Moore returned to active competition this fall and captured the Big Ten Indoor triple jump title. He then moved on to the NCAA Indoor Championships and placed 11th. Looking to claim the Big Ten outdoor title, Moore will have all he can handle in Indiana’s Aarik Wilson.
“Aarik, as a freshman in college, was second in the nation, so Alonzo hasn’t jumped anywhere near Aarik’s distances,” Napier said. “I think he has the potential to do that, but there’s a difference between having potential and actually doing it. So, I would say that in everyone’s mind Aarik is the favorite, and until Alonzo starts putting the jumps out there like he has on a consistent basis, it’s just small talk to say that Alonzo’s the guy to beat. He is not the guy to beat. The guy to beat is Aarik.”

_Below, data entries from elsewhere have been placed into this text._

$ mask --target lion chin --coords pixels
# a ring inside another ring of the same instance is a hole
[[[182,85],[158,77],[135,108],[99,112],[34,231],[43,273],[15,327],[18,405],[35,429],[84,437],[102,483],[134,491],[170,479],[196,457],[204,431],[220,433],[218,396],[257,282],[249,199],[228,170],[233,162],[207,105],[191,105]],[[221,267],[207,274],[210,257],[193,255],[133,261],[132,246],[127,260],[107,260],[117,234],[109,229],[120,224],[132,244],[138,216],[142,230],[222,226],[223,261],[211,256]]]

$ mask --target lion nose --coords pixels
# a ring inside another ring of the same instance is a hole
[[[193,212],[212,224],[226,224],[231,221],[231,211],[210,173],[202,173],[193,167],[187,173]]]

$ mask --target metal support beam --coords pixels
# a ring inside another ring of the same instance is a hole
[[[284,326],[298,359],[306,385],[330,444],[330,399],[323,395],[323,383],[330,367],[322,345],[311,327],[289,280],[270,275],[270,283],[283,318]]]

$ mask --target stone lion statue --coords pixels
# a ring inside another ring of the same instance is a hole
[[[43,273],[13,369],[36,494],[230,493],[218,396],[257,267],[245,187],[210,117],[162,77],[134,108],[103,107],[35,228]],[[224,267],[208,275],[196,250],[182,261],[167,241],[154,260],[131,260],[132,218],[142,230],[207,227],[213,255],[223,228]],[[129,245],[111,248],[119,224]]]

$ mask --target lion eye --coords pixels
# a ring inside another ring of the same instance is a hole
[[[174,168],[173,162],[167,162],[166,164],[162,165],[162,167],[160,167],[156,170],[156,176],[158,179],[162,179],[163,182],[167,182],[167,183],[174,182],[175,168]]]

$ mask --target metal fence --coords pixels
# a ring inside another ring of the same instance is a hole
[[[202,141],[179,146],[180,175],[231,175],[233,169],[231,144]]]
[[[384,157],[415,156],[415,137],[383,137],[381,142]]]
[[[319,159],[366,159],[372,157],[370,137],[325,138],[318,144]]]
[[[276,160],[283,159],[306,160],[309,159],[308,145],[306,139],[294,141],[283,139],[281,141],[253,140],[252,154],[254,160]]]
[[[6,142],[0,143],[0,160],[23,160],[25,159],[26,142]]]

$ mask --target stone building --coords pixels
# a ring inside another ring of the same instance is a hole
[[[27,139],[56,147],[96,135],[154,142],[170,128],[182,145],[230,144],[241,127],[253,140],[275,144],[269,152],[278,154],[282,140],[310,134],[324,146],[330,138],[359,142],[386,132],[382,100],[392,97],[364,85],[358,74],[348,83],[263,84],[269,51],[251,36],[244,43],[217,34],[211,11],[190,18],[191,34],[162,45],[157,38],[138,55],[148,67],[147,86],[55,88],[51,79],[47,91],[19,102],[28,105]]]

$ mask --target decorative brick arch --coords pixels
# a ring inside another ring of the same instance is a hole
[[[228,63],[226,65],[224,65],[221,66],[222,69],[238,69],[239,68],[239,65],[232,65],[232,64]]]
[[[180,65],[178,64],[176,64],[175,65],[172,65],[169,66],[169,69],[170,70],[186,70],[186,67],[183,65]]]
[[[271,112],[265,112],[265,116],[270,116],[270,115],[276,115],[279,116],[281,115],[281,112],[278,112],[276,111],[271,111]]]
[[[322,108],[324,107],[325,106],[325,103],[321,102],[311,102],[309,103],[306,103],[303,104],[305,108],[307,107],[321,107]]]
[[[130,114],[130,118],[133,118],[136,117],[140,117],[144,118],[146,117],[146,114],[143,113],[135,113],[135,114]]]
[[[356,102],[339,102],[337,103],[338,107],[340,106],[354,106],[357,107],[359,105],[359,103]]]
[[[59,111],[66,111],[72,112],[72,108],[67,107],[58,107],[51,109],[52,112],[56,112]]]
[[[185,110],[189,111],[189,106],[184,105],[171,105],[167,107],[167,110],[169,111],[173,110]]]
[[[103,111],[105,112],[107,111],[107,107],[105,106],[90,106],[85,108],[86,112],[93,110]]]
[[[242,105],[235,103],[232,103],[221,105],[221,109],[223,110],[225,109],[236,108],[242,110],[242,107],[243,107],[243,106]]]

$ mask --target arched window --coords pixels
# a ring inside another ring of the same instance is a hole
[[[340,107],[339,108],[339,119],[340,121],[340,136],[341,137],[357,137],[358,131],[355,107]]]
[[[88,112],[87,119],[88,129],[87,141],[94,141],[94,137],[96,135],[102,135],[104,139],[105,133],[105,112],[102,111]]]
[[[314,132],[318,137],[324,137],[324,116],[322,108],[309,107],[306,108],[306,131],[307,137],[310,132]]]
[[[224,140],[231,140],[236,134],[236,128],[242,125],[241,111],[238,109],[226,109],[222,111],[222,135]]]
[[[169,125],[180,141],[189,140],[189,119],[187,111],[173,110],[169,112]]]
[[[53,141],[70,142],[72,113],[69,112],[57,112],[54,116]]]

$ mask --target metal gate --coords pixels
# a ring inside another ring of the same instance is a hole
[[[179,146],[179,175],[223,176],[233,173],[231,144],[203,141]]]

Moore hopes to build on his indoor success and says that placing in the top five and earning All-American honors are his national goals for the outdoor season. Napier says he is still waiting for Moore and fellow Badger Rick Bellford to step it up on the national scene.
“Potential-wise, both of those guys, Rick and Alonzo, both have a lot of potential that we just haven’t seen yet,” Napier said. “They’re still jumping at a conference level, and I’m waiting to see them jump consistently at a national level. And they’re ready to do that physically, and now I think it’s a lot the mental step.”
Looking beyond this year, Moore says competing in the Olympic Games is his ultimate goal.
“My future goal, when I first started track…was to go to the 2004 Olympics,” Moore said. “I have a possibility to make it and I don’t, but even if I don’t make it, I want to at least make it to the trials. But if I don’t make it to the Olympics, definitely in the future, I want to make a future Olympics.”